Los problemas que enseguida se presentan al lector de El fauno de mármol son dos: por una parte, Hawthorne se demora en exceso en sus descripciones y excursos (más de lo que habitualmente nos tiene acostumbrados cualquier obra decimonónica); por otra, el desenlace que se va dando a esa trama tan prometedora es, dicho sin ambages, chapucero. El primero de estos elementos no empaña la lectura de forma importante, pero sí provoca que la historia adolezca de una carencia de ritmo perceptible; la narración se va conformando a base de escenas casi teatrales que se extienden durante varios capítulos y en las cuales, por lo general, sólo intervienen algunos de los personajes. Esto afecta a la fluidez del relato, ya que la inconexa estructura no facilita la cohesión. Además, las continuas disertaciones del narrador ponen aún más difícil la tarea de seguir la progresión de la trama y de los protagonistas, que quedan muy desdibujados bajo tanta información accesoria y tanto tropiezo narrativo.
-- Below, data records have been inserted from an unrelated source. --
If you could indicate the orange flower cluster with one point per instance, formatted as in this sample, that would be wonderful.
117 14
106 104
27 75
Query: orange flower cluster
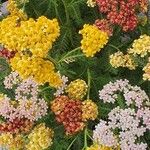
72 113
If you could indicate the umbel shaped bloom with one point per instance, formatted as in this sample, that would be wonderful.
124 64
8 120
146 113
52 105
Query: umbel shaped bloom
41 70
73 113
89 110
118 59
40 138
93 40
35 37
140 46
77 89
101 147
122 13
104 25
129 130
11 141
130 122
146 69
14 10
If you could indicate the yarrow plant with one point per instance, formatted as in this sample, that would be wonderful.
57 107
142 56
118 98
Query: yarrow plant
55 56
125 125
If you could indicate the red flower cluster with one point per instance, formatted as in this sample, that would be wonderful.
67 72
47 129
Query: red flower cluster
6 54
16 126
121 12
71 114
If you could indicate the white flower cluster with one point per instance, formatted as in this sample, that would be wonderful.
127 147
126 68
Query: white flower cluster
132 94
123 129
126 124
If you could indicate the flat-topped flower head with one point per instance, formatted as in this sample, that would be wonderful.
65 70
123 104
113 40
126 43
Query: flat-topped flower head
93 40
77 89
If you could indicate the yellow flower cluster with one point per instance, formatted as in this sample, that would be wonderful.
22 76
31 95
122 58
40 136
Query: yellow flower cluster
91 3
40 138
77 89
146 69
15 11
118 59
93 40
41 70
12 142
98 147
89 110
36 37
140 46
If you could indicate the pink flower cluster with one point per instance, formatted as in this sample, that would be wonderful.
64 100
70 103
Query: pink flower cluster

Por su parte, el desarrollo y desenlace de la desventura de Miriam es completamente caótico… por no decir otra cosa. Lo que se presenta como una historia de venganza y redención termina con un secuestro inverosímil, un secreto apenas insinuado y unos personajes carentes de atractivo y, sobre todo, de pasado. Porque Hawthorne juega de continuo con la antigua vida de Miriam, de la que se desconoce casi todo y cuya existencia suscita muchos interrogantes (al lector, por supuesto, pero también a los otros personajes), pero cuando la trama debería alcanzar su clímax y resolver los conflictos planteados, la realidad es que el autor no tiene ni idea de cómo hacerlo y termina por contar (en forma de excurso, una vez más) una serie de hechos inconexos que casi suscitan más dudas de las que resuelven. Es lícito escribir obras con finales abiertos, por supuesto, pero la manera en que termina El fauno de mármol tiene más de precipitación e incoherencia que de decisión meditada.

Lo mejor, sin duda, de esta novela es la ambientación majestuosa que ofrece Roma para el grueso de la historia. Las descripciones de Hawthorne, si bien en ocasiones algo extensas, tienen unas resonancias sutiles y muy trabajadas, trasladando al lector hasta la capital italiana tal y como era a mediados del siglo XIX. Un elemento no poco importante, ya que el hecho de que los personajes sean artistas hace de las disertaciones sobre el tema un complemento exquisito para degustar en semejante escenario. A pesar de ello, está claro que El fauno de mármol es una novela morosa y deslucida, que trastabilla demasiado y que no tiene claro su desarrollo narrativo; un libro cuyas virtudes quedan sepultadas bajo el inconmensurable peso de sus fallos.